Castors: Inconvénients pour l'environnement
Coupes d’arbres: Le castor coupe certains arbres et arbustes proches de l’eau. Principalement des salicaceae (peupliers, saules) et plus rarement bouleaux, aulnes, coudriers, frênes, sorbiers et arbres fruitiers. Il s’attaque le plus souvent à des tiges de faible diamètre (5-8 cm), parfois plus. S’il ne trouve pas de nourriture directement au voisinage de l’eau, il peut aussi s’en prendre à des plantes cultivées (avoine, blé, maïs, betteraves) lorsque les cultures sont proches ou à des plantations d’arbres non protégés. Mais les dégâts sont rarement importants.
Inondations: Lorsqu’il construit un barrage, le castor fait inévitablement monter le niveau des eaux, ce qui conduit parfois à des inondations de parcelles onsacrées aux cultures, à élevages, voire des parcelles d'habitations. De plus, ces barrages n’étant pas des constructions indestructibles, il pourrait leur arriver de se briser sous la pression de l’eau. Des conditions de crues extrêmes peuvent alors mener à des inondations.
Coûts des castors: La gestion et la surveillance par l’administration des constructions du castor engendrent un coût certain pour les communes et donc pour le citoyen.
Régulation: Le castor n’a pas de prédateur naturel. Les populations se développent jusqu’à ce qu’elles atteignent la capacité limite du biotope (autorégulation). Malgré tout, il n’y a pratiquement aucun risque de pullulation et l’attitude du castor envers le milieu qu’il consomme est celle d’un écologiste. Le castor limite ses prélèvements de sorte que le milieu puisse se régénérer facilement.
Exemples
La Suède, qui a commencé à réintroduire le castor dans les années 30, en compte environ 200000 aujourd’hui. Cela ne pose aucun problème aux forestiers, ontrairement aux ongulés sauvages, élans nottament, qui détruisent la forêt de manière dévastatrice en consommant l’écorce des arbres de manière abusive.
Un autre bénéfice qui peut être chiffré est la lutte contre l’envasement des cours d’eau avals. Les barrages évitent en effet que la terre et les alluvions aboutissent dans les voies navigables belges qu’il faudra draguer une fois envasées. En région wallonne, des problèmes énormes de draguage de cours d’eau existent et sont notamment à l’origine de l’absence de péniches sur le canal Charleroi-Bruxelles.
La Sambre a en effet une capacité nominative de 1350T et n’est plus pratiquée que par des péniches de 600T. Cette restriction de capacité est due à l’envasement du canal. Toute cette terre retenue par les barrages de castors dans les affluents pourrait provoquer des économies substancielles.
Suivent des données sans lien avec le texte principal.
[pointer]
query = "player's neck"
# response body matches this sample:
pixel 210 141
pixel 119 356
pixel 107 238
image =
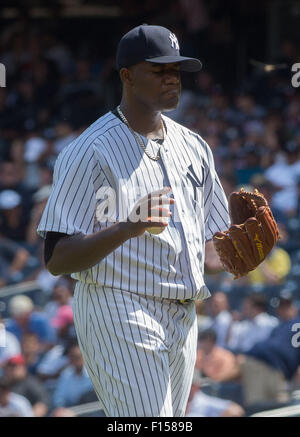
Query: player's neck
pixel 145 122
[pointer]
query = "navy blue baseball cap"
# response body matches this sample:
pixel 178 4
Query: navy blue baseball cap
pixel 154 44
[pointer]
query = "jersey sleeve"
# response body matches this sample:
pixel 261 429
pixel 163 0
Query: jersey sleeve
pixel 71 206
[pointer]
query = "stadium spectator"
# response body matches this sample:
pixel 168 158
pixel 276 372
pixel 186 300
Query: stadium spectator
pixel 213 361
pixel 13 217
pixel 24 319
pixel 256 325
pixel 12 404
pixel 73 381
pixel 31 351
pixel 266 370
pixel 203 405
pixel 24 384
pixel 13 262
pixel 61 296
pixel 56 359
pixel 40 199
pixel 286 309
pixel 10 346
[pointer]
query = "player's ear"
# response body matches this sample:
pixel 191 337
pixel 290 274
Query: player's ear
pixel 126 76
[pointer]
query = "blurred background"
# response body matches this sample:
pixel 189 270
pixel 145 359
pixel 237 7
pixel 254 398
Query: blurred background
pixel 60 77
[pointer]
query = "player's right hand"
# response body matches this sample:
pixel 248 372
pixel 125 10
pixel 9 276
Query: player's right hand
pixel 151 211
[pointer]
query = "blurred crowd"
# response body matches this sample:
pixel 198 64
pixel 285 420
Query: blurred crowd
pixel 54 92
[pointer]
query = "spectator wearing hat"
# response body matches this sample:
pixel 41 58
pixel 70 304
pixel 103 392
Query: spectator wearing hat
pixel 12 404
pixel 22 383
pixel 25 319
pixel 73 382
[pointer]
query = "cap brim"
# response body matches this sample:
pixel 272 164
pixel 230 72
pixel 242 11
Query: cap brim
pixel 187 64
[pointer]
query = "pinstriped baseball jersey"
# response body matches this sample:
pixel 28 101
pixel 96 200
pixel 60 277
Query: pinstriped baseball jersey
pixel 106 160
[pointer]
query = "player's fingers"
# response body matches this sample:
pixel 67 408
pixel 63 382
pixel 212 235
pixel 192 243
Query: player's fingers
pixel 156 222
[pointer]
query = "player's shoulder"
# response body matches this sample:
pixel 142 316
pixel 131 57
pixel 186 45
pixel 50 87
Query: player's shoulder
pixel 83 146
pixel 88 137
pixel 191 137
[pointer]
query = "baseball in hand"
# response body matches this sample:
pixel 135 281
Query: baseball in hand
pixel 155 230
Chaque mètre cube de terre qui aboutit dans une voie navigable devra être enlevé par draguage.
Pour tempérer ces éloges, certaines réserves sur le rôle écologique du castor pourraient tout de même être émises. De fait, il n’y a à l’heure actuelle en Belgique qu’à Etalle (Gaume) où les castors sont à l’origine de retombées positives clairement visibles. Non loin de ce village, un barrage a permis d’augmenter la retenue d’eau dans un marais, permettant ainsi une meilleure épuration. La commune a ainsi économisé 50 000€ en évitant les travaux nécessaires. Malgré tout, si le village grandit, la zone de lagunage crée par les castor ne suffira plus et il faudra songer à autre chose.
Les économies que vont permettre les castors ne sont donc pas minimes, mais pas toujours faciles à chiffrer. Les retombées touristiques ne sont pas à négliger. L'année 2006 voit naître en Belgique un "phénomène castor", de plus en plus de touristes demandent à découvrir les sites à castors et leurs habitants et participent ainsi à l'essort touristiques des zones visitées. Nous n'en sommes encore qu'au début du phénomène.